Microsoft Research introduces Visual ChatGPT: Interact with ChatGPT using Visual Foundation Models
Architecture of Visual ChatGPT

Overview
Researchers at Microsoft have just released a new system called Visual ChatGPT that enables conversational language models to handle complex visual tasks. The article, titled "Visual ChatGPT: Talking, Drawing and Editing with Visual Foundation Models" and authored by Chenfei Wu, Shengming Yin, Weizhen Qi, Xiaodong Wang, Zecheng Tang, and Nan Duan of Microsoft Research Asia, proposes a system that combines ChatGPT, a conversational language model, with Visual Foundation Models (VFMs), which have shown great potential in computer vision.

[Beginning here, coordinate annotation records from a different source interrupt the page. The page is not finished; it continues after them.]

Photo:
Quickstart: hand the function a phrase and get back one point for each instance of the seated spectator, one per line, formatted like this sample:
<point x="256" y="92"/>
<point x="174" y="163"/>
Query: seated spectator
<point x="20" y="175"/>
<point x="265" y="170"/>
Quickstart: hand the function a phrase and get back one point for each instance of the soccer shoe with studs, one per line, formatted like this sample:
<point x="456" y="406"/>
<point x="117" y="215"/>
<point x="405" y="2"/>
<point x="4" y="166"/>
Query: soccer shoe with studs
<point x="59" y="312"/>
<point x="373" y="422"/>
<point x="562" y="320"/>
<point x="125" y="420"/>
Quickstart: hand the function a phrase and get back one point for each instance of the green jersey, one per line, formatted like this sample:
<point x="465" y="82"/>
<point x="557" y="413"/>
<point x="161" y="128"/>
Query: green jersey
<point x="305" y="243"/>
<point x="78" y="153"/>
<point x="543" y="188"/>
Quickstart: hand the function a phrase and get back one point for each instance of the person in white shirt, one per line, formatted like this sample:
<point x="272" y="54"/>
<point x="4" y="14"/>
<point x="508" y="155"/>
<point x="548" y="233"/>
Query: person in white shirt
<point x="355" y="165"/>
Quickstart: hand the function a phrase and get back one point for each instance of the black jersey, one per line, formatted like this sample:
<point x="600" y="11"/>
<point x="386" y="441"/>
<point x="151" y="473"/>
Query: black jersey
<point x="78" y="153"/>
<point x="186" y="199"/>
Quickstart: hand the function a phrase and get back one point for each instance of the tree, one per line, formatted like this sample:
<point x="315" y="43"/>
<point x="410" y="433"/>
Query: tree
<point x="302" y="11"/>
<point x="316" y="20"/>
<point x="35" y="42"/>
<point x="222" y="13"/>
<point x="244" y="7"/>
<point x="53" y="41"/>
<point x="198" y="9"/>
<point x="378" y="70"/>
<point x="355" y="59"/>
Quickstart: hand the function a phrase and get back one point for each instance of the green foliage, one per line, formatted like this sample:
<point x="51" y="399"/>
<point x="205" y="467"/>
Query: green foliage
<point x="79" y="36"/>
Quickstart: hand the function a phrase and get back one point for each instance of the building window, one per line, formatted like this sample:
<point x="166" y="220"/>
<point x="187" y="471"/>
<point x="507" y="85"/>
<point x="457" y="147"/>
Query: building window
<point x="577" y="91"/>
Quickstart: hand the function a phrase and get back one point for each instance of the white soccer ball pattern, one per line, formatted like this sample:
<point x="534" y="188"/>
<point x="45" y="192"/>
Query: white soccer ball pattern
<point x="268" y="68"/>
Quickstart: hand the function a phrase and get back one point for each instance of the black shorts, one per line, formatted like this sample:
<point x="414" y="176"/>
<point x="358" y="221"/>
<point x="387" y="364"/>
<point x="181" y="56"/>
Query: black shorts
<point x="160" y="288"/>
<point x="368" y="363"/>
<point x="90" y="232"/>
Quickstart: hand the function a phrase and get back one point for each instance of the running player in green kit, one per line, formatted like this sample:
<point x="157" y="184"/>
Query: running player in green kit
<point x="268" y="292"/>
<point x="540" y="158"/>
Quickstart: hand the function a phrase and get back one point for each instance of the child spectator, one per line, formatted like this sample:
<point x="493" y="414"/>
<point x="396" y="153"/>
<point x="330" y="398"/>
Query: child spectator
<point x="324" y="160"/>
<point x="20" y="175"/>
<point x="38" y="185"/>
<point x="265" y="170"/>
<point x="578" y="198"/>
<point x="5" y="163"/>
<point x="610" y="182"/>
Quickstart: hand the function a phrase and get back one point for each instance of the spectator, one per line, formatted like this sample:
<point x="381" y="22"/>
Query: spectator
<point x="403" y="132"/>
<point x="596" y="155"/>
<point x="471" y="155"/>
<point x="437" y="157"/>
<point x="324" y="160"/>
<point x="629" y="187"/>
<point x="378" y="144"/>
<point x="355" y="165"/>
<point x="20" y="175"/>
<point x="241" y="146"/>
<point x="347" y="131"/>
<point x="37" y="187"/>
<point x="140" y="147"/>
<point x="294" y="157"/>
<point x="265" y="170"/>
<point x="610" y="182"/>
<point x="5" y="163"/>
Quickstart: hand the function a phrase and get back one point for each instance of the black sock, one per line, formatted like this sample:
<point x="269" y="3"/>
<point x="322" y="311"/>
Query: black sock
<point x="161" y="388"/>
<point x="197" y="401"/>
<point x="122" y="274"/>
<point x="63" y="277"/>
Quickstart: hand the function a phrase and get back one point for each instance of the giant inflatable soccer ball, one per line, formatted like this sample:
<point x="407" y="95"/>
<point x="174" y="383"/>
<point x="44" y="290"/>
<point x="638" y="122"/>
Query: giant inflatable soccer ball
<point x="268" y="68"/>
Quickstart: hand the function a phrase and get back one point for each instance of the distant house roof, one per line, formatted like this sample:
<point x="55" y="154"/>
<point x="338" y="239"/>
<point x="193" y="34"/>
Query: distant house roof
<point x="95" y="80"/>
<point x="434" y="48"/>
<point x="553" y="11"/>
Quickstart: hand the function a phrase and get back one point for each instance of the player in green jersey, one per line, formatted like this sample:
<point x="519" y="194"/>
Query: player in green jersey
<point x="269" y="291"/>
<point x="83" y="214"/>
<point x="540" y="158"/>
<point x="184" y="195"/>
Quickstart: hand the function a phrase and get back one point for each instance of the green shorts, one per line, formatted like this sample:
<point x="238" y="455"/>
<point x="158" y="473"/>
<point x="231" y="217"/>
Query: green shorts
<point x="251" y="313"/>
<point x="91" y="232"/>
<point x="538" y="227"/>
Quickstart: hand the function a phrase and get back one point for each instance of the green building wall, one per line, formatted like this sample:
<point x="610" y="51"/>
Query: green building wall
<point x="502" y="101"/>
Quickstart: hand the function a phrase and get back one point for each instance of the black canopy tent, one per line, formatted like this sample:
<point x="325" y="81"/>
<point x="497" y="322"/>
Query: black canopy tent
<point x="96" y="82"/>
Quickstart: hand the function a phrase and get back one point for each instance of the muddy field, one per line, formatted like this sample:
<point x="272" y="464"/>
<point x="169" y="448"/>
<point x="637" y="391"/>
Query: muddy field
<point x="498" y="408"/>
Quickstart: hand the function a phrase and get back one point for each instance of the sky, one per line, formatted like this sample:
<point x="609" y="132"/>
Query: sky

The system employs a Prompt Manager that allows ChatGPT to interact with a variety of VFMs, incorporating 22 different models, and supporting iterative feedback. With the help of the Prompt Manager, Visual ChatGPT can leverage these VFMs to understand and generate complex visual tasks, such as generating a red flower conditioned on a yellow flower image and the predicted depth, then transforming it into a cartoon.
The article discusses related work, including efforts to combine language and vision, pre-trained models for VL tasks, and guidance for pre-trained LLMs for VL tasks. Visual ChatGPT builds upon this work and extends the potential of Chain-of-Thought (CoT) to massive tasks involving multiple modalities, including text-to-image generation, image-to-image translation, and image-to-text generation.